Industrial IoT
Linking the Physical and Digital Worlds
The Internet of Things (IoT) is rapidly connecting and bringing the physical world online. This paradigm shift is essential to businesses, transforming everyday objects and critical assets into smart, interconnected systems by leveraging advances in sensors, analytics, models, and AI.
PARC is at the forefront of this rapidly changing technology landscape. With IoT as a key focus area and innovation pillar, we are working with clients and partners to develop the technologies that can enable this mass transition and help organizations gain strategic, competitive advantage.
The Internet of Things is essential to organizations across numerous industries, providing real-time awareness into how their systems really work.
With analytics front of mind, our labs are creating smart sensors and systems that enable rapid data collection at scale, which can then be used to develop actionable insights. We enable end-to-end solutions that address critical challenges such as system reliability, anomaly detection, health management, environmental monitoring, streamlined operations, and predictive maintenance.
Our comprehensive IoT technology portfolio includes:
- Field-deployable sensors and devices to monitor/manage systems
- Advanced analytics to reliably make sense of IoT data in real time
- Hybrid physics/AI models that enable a deep understanding of systems
- Adaptive optimization to aid proactive scheduling/planning
- Security/privacy to ensure system confidentiality/integrity
Linking the physical and digital worlds

Asset performance management & predictive maintenance
In transportation systems, critical infrastructure environments, and factories, unexpected machine failure or degradation can disrupt operations and lead to significant unplanned downtime, costs, business losses, and even injuries. Therefore, it’s important to detect potential issues in the early stages, before failure occurs, to allow proactive maintenance to be performed during off-peak production hours.
IoT-enabled predictive maintenance can be a key first step in the broader quest to enable self-aware, self-adaptive systems. Read about PARC’s engagements with East Japan Railway (JR-E), VicTrack, and other case studies to learn how we are pushing the frontiers of science and technology to provide advanced commercial IoT solutions.

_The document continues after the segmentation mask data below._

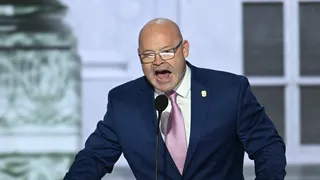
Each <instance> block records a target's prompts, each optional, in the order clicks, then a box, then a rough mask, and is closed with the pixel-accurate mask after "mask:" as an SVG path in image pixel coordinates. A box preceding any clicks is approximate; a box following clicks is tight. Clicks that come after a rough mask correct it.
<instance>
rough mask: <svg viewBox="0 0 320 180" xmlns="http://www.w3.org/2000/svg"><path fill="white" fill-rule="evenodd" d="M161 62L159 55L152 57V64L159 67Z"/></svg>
mask: <svg viewBox="0 0 320 180" xmlns="http://www.w3.org/2000/svg"><path fill="white" fill-rule="evenodd" d="M163 62H164V60H163V59H162V58H161V57H160V55H159V54H156V56H155V57H154V61H153V64H154V65H157V66H159V65H161V64H162V63H163Z"/></svg>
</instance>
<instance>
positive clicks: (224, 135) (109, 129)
mask: <svg viewBox="0 0 320 180" xmlns="http://www.w3.org/2000/svg"><path fill="white" fill-rule="evenodd" d="M138 52H139V57H140V61H141V63H142V69H143V72H144V74H145V76H143V77H141V78H138V79H136V80H133V81H130V82H128V83H125V84H123V85H120V86H118V87H116V88H114V89H112V90H111V91H110V92H109V95H108V108H107V112H106V114H105V116H104V119H103V121H100V122H99V123H98V124H97V128H96V130H95V131H94V132H93V133H92V134H91V135H90V137H89V138H88V140H87V141H86V144H85V148H84V149H83V150H81V151H80V152H79V153H78V154H77V155H76V158H75V161H74V163H73V164H72V166H71V168H70V170H69V172H68V173H67V174H66V176H65V180H73V179H74V180H85V179H90V180H98V179H101V178H102V177H103V176H104V175H105V174H106V173H111V172H112V169H113V166H114V164H115V163H116V162H117V160H118V158H119V157H120V155H121V153H123V154H124V157H125V158H126V159H127V161H128V163H129V165H130V168H131V169H132V171H133V174H134V175H135V177H136V179H138V180H150V179H155V162H156V161H155V152H156V140H155V137H156V131H157V114H156V110H155V108H154V99H155V97H157V96H158V95H159V94H163V93H165V94H166V95H167V96H168V98H169V99H170V101H169V106H168V107H167V109H166V110H165V111H164V112H163V119H161V136H160V137H159V140H160V143H159V160H158V179H159V180H164V179H173V180H175V179H184V180H205V179H209V180H212V179H214V180H243V179H244V177H243V158H244V152H245V151H246V152H247V153H248V154H249V157H250V158H251V159H252V160H254V162H255V172H256V177H257V178H256V179H257V180H282V179H284V177H285V175H286V172H285V166H286V157H285V144H284V142H283V140H282V138H281V137H280V136H279V134H278V132H277V130H276V128H275V126H274V125H273V123H272V121H271V120H270V119H269V118H268V116H267V115H266V113H265V111H264V108H263V107H262V106H260V104H259V103H258V101H257V100H256V98H255V96H254V95H253V93H252V92H251V90H250V85H249V82H248V80H247V78H246V77H244V76H240V75H235V74H231V73H227V72H222V71H215V70H209V69H202V68H198V67H195V66H193V65H191V64H190V63H189V62H187V61H186V60H185V59H186V58H187V56H188V53H189V43H188V41H187V40H183V38H182V35H181V33H180V30H179V27H178V26H177V25H176V24H175V23H174V22H172V21H171V20H168V19H163V18H158V19H154V20H151V21H150V22H148V23H147V24H146V25H145V26H144V27H143V28H142V30H141V32H140V34H139V49H138ZM200 60H201V59H199V61H200Z"/></svg>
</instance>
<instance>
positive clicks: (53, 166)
mask: <svg viewBox="0 0 320 180" xmlns="http://www.w3.org/2000/svg"><path fill="white" fill-rule="evenodd" d="M66 12H67V8H66V7H65V6H63V5H62V4H61V3H60V2H59V1H57V0H46V1H43V0H20V1H14V2H12V3H11V4H10V1H7V3H6V2H5V1H1V2H0V179H4V180H20V179H21V180H22V179H23V180H58V179H60V180H61V179H62V178H63V176H64V174H65V172H66V171H67V169H68V168H69V166H70V163H71V162H72V161H73V158H74V155H75V153H76V152H77V150H78V147H79V144H78V143H79V138H80V123H81V78H80V75H81V62H80V59H79V57H78V55H77V51H76V40H75V37H73V35H72V32H71V30H70V28H69V27H68V26H67V25H66V24H65V23H64V21H63V18H64V14H65V13H66Z"/></svg>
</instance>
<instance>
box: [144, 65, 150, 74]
mask: <svg viewBox="0 0 320 180" xmlns="http://www.w3.org/2000/svg"><path fill="white" fill-rule="evenodd" d="M142 71H143V73H144V74H145V75H149V74H152V69H151V66H149V65H142Z"/></svg>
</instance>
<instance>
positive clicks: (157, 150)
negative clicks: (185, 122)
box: [155, 111, 162, 180]
mask: <svg viewBox="0 0 320 180" xmlns="http://www.w3.org/2000/svg"><path fill="white" fill-rule="evenodd" d="M161 114H162V111H158V126H157V135H156V169H155V171H156V180H158V154H159V134H160V119H161Z"/></svg>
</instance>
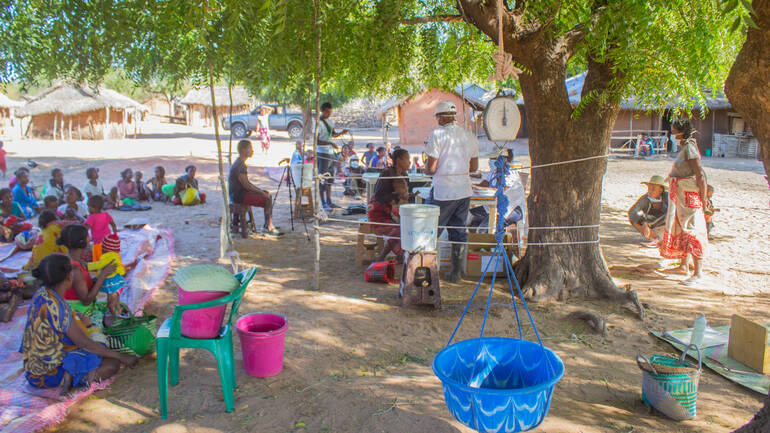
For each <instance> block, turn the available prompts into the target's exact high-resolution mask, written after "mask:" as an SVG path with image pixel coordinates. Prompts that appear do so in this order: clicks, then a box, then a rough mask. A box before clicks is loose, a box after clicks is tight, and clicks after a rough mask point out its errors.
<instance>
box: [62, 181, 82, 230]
mask: <svg viewBox="0 0 770 433" xmlns="http://www.w3.org/2000/svg"><path fill="white" fill-rule="evenodd" d="M66 197H67V202H66V203H64V204H62V205H61V206H59V208H58V209H57V212H58V213H59V215H61V216H62V219H64V220H66V221H78V222H81V223H82V222H83V221H85V219H86V218H88V205H86V204H85V203H84V202H83V201H82V200H83V195H82V194H81V193H80V190H79V189H77V188H75V187H74V186H70V187H69V188H68V189H67V194H66Z"/></svg>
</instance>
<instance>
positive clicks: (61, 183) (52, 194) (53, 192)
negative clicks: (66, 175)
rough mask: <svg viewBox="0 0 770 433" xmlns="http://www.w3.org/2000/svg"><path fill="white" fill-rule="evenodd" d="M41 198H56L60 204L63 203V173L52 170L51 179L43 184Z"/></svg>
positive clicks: (60, 170) (63, 173) (63, 195)
mask: <svg viewBox="0 0 770 433" xmlns="http://www.w3.org/2000/svg"><path fill="white" fill-rule="evenodd" d="M42 196H43V197H44V198H45V197H56V200H58V201H59V202H60V203H61V202H63V201H64V173H62V171H61V169H59V168H54V169H53V170H51V179H50V180H48V183H46V184H45V187H44V188H43V194H42Z"/></svg>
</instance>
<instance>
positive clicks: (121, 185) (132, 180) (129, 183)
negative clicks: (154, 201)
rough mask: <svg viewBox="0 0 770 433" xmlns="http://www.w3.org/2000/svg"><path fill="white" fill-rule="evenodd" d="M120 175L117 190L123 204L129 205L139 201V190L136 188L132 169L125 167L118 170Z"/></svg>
mask: <svg viewBox="0 0 770 433" xmlns="http://www.w3.org/2000/svg"><path fill="white" fill-rule="evenodd" d="M120 177H121V179H120V180H119V181H118V191H119V192H120V199H121V200H123V204H128V205H131V204H134V202H136V201H139V191H138V190H137V188H136V182H134V171H133V170H131V169H130V168H127V169H125V170H123V171H122V172H120Z"/></svg>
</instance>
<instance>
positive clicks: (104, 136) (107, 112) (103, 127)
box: [102, 107, 110, 140]
mask: <svg viewBox="0 0 770 433" xmlns="http://www.w3.org/2000/svg"><path fill="white" fill-rule="evenodd" d="M104 110H105V112H106V113H107V115H106V117H105V119H104V127H102V140H106V139H107V131H108V130H109V128H110V107H107V108H105V109H104Z"/></svg>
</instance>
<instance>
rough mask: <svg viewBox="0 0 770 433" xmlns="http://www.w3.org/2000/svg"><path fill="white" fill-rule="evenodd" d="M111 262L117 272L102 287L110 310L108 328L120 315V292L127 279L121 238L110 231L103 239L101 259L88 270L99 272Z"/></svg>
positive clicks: (102, 288) (109, 309)
mask: <svg viewBox="0 0 770 433" xmlns="http://www.w3.org/2000/svg"><path fill="white" fill-rule="evenodd" d="M110 263H115V265H117V267H116V268H115V272H113V273H112V274H110V275H108V276H107V278H106V279H105V280H104V283H103V284H102V288H101V289H100V291H101V292H104V293H106V294H107V307H108V311H107V312H106V313H105V315H104V320H103V324H104V326H105V327H106V328H109V327H110V326H112V323H113V322H114V321H115V317H117V315H118V308H120V292H121V291H122V290H123V287H125V286H126V280H125V279H124V278H123V276H124V275H125V274H126V268H125V267H123V262H122V261H121V259H120V238H119V237H118V235H117V234H116V233H110V234H109V235H107V237H105V238H104V240H103V241H102V256H101V257H100V258H99V261H97V262H91V263H89V264H88V270H89V271H92V272H98V271H100V270H101V269H102V268H104V267H106V266H107V265H109V264H110Z"/></svg>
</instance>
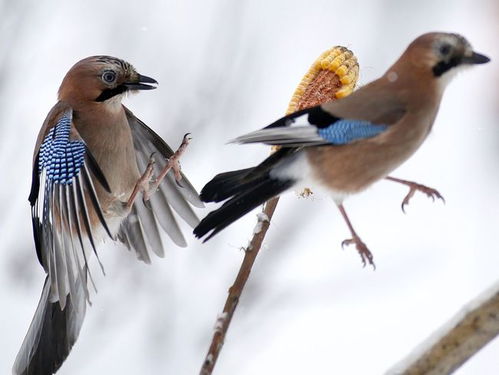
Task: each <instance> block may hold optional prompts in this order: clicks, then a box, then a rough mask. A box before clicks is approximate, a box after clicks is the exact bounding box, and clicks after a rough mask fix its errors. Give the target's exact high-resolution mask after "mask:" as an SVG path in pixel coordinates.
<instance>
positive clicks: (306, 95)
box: [286, 46, 359, 197]
mask: <svg viewBox="0 0 499 375" xmlns="http://www.w3.org/2000/svg"><path fill="white" fill-rule="evenodd" d="M358 78H359V64H358V63H357V58H356V57H355V56H354V54H353V53H352V51H350V50H349V49H347V48H345V47H341V46H336V47H333V48H331V49H329V50H327V51H325V52H324V53H322V54H321V55H320V56H319V58H318V59H317V60H315V62H314V63H313V64H312V66H311V67H310V69H309V70H308V72H307V73H306V74H305V76H303V78H302V80H301V82H300V83H299V85H298V87H297V88H296V90H295V92H294V94H293V97H292V98H291V101H290V102H289V106H288V110H287V111H286V114H290V113H293V112H296V111H299V110H301V109H305V108H309V107H313V106H316V105H320V104H322V103H324V102H327V101H330V100H335V99H340V98H343V97H345V96H347V95H350V94H351V93H352V91H353V90H354V88H355V85H356V84H357V80H358ZM311 194H312V191H311V190H310V189H308V188H306V189H305V190H304V191H303V192H302V193H301V194H300V195H301V196H303V197H307V196H309V195H311Z"/></svg>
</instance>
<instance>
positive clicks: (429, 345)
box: [387, 283, 499, 375]
mask: <svg viewBox="0 0 499 375" xmlns="http://www.w3.org/2000/svg"><path fill="white" fill-rule="evenodd" d="M498 335H499V283H496V284H495V285H494V286H493V287H492V288H491V289H490V290H488V291H487V292H485V293H484V294H483V295H481V296H479V297H478V298H476V299H475V300H474V301H472V302H471V303H469V304H468V305H467V306H465V307H464V308H463V309H462V311H461V312H460V313H458V314H457V316H455V317H454V318H453V319H452V320H451V321H450V322H449V323H447V324H446V326H445V327H443V328H442V329H440V330H439V332H437V333H436V334H434V335H433V337H432V338H430V339H429V340H428V341H427V342H426V343H424V344H423V345H421V347H420V348H418V349H416V351H415V353H413V354H411V355H410V357H409V358H407V359H405V360H403V361H402V362H401V363H400V364H398V365H396V366H395V367H394V368H393V369H391V370H390V371H388V372H387V375H420V374H425V375H446V374H451V373H452V372H454V371H455V370H456V369H458V368H459V367H460V366H461V365H462V364H463V363H464V362H466V361H467V360H468V359H469V358H471V357H472V356H473V355H474V354H475V353H477V352H478V351H479V350H480V349H481V348H483V347H484V346H485V345H486V344H487V343H489V342H490V341H492V339H493V338H495V337H496V336H498Z"/></svg>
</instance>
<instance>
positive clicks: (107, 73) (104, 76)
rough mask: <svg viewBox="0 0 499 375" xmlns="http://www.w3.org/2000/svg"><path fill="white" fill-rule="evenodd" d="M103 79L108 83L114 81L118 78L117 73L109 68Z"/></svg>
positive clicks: (106, 72) (102, 79) (103, 76)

Ocean drifters gather maritime environmental information

As another example, PARC’s Ocean of Things project is deploying small, low-cost ocean drifters to collect environmental and human impact data including sea surface temperature and activities, and even information about marine life moving through the area. Each solar-powered drifter is made of environmentally safe materials and has a suite of onboard sensors including a camera, GPS, microphone, hydrophone, and accelerometer. Advanced analytics process and share the data gathered, enabling persistent maritime situational awareness. Data about changes in the ocean environment can be used in a broad array of areas including ocean pollution, aquafarming, and transportation routes. We can now can gather data that we could never track before.
We make sense of the data
IoT solutions typically must address three big issues: 1) deploying robust, low-cost sensors for quality data; 2) the 3Vs of data (volume, velocity, and variety); and 3) translating data into effective decisions towards making a business case for adoption.
For traditional AI algorithms and deep learning, huge amounts of labeled training data is necessary. The cost and expertise needed to label data at high volumes can be overwhelming. Accuracy rates, data reliability, and computational resources can impact adoption. In addition, disparate data sources create a challenge that needs to be considered by edge/cloud algorithms.
Over the past 50 years, our expert team has pioneered ground-breaking research in different areas that are now coming together to allow IoT-enabled digital disruption. Our approach combines advanced sensors with secure edge/cloud architectures to reliably monitor the phenomena of interest, and hybrid physics/AI models that represent those phenomena without needing extensive labeled data sets. Anomaly detection algorithms detect subtle changes from nominal behaviors in complex, multi-modal data. Model-based diagnostics and prognostics analyze and predict issues, and actionable recommendations mitigate and manage the IoT systems. Together, these capabilities result in highly effective end-to-end IoT solutions that maximize system performance and create compelling new digital business opportunities.